I'm currently designing a PCB to adapt a proprietary Dell redundant power supply to have ATX pinouts. It's a redundant PSU from a PowerEdge Tower, and while it has an ATX 24-pin connector to the motherboard with most of the standard pins, it's in a proprietary pinout and has different pin counts. The missing pins are +5VSB and -12V. There is a +12VSB which I plan on regulating down to 5v, and I will use an Inverting Op Amp to produce a -12V connection. I am confident in these being safe as I have an ATX 2.0 PSU to reference for the maximum power draw on those rails can be and I am choosing components for an additonal factor of safety on top of that.

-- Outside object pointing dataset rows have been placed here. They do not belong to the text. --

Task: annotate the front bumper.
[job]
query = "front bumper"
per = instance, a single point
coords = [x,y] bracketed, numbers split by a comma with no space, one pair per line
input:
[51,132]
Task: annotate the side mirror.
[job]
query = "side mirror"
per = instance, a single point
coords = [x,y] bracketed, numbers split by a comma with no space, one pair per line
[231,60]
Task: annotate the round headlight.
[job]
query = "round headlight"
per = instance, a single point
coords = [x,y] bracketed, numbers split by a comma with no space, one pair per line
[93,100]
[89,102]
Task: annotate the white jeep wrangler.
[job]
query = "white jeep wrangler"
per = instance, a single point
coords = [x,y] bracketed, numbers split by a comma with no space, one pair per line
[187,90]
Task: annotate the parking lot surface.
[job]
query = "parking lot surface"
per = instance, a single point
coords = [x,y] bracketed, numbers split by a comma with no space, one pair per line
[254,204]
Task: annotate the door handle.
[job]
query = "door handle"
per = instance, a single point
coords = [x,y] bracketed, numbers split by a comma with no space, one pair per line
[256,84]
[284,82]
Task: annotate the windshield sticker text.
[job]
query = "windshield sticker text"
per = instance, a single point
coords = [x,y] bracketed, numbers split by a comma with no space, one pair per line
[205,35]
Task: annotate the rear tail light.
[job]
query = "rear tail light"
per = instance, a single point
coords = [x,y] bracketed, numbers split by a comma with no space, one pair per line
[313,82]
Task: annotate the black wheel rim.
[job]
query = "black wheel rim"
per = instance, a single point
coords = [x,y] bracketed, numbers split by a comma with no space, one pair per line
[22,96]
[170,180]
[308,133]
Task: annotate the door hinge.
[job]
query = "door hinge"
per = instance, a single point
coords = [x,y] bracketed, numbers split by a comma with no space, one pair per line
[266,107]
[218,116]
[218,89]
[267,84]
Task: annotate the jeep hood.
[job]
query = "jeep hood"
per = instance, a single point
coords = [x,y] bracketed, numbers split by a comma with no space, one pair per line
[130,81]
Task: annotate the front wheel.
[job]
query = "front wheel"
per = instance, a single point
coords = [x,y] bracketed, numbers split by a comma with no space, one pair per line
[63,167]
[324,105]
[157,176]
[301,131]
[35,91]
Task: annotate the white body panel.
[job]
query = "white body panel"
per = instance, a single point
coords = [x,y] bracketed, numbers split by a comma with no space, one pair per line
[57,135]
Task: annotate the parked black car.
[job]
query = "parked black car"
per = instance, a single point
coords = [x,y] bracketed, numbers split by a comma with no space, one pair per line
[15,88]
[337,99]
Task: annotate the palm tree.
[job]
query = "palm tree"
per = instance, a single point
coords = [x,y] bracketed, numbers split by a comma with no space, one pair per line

My main concern however is I don't know what other power draw through the +3.3V, +5V, and +12V Pins is. I know it has to be at least 80W combined at max since the motherboard (ASRock n100m) I intend to power with has only the 24pin connector for power and the CPU draws around that amount at peak. Where can I find a figure for the rated power draw through a 24-Pin connector? I have seen a figure of 8 amps per pin as part of the Molex connector spec, and while I definitely want to remain safe that does seem to be overly excessive.
I am not an electrical engineer (I am a mechanical engineering student), but I do have experience working with electronics and PCB design. Thank you very much for the help in advance!